W3C Widgets: The good, the bad and the ugly

It hasn’t been a while since ppk wrote about totally a new W3C movement called “Widgets“. A Widget is a downloadable archive of HTML, JavaScript, CSS and a configuration file. It’s a downloadable web front-end. Basically it’s designed to build mobile apps to avoid extra network usage consumed to download heavy weight pages, CSS and JS. With Widgets, you only consume network traffic for data transmission. Before getting into details I have to share a fact that according to my knowledge, Opera Mobile is the only browser around with Widgets support.

You can read Vodafone’s tutorial to make a Widget first to have an initial look.

The Good

For many years, I’ve been in a huge debate with people who uses work force inefficiently by their 35k different platforms and SDKs. Half of the developer have written HTML once in their life and JavaScript has a very large developers base. Every new mobile platform is usually re-inventing the wheel once again and this default action is usually driven by business fears.
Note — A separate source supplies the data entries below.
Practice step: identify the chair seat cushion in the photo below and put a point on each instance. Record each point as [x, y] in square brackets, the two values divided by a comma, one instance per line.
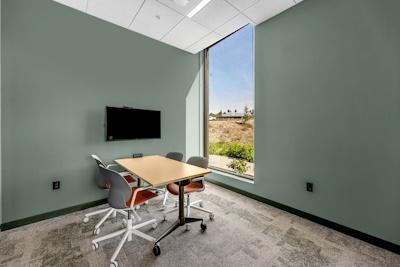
[130, 179]
[192, 187]
[141, 197]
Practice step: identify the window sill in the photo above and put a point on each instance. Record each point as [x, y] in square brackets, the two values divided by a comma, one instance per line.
[232, 176]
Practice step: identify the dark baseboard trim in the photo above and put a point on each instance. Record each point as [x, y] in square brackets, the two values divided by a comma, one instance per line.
[49, 215]
[335, 226]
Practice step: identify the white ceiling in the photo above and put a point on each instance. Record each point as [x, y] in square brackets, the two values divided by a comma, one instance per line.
[167, 21]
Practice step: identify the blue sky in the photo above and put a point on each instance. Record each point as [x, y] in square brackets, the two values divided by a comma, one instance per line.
[231, 64]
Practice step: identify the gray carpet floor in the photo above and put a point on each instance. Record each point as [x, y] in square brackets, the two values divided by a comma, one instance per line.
[244, 233]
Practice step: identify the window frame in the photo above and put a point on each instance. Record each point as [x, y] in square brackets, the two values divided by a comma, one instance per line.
[206, 104]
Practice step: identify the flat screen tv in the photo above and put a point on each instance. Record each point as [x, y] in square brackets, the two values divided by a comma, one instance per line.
[131, 123]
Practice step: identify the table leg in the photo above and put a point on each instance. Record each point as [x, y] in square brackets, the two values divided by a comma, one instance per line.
[182, 220]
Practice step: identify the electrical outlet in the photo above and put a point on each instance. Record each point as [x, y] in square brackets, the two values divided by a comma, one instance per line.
[310, 187]
[56, 185]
Widgets make software accessible anywhere you can run a browser. It’s definitely “Write once, run everywhere”. And the complaints about slow page transmission is being fixed by running them from local resources.

Widgets will push mobile web browsers to act more similarly as applications base grow. Many of the extensions such as geo-location APIs dont really fit each other and some mobile browsers provide totally non-standard features. If web applications dominates the mobile, community will push browsers to act better.

It’s easy to get in. You dont have to download SDKs, learn another language and read documentation/tutorials to learn something new.

The Bad

Performance. Native apps run fast. Even Dalvik empowered Android is horrible and not really responsive compared to other platforms’ applications because of Java. Heavy JS on web browsers are not scalable and just like most of the other browsers, Safari on iPhone has rendering issues even on local websites.

Forget the advantages of Web when it comes to releasing software. No on the fly updates at all. Software should be downloaded again and again as new versions release.  Accessibility to internal platform is questionable. Open platforms like Android provide access to internals such as contact lists, file system and invoking other applications. If mobile  operating system manufacturers cant meet at providing the similar APIs, this wont work.

The Ugly

I find the old-generation of mobile development community is very ill-minded. They use the know-how to make money and this community is interested in their complex and closed environments.

On the other hand, the only contributor is Opera for now. I’m not really sure if they go for larger market share or not. If an open standard acts like a diverse platform for Opera browser phones, it’s the same story.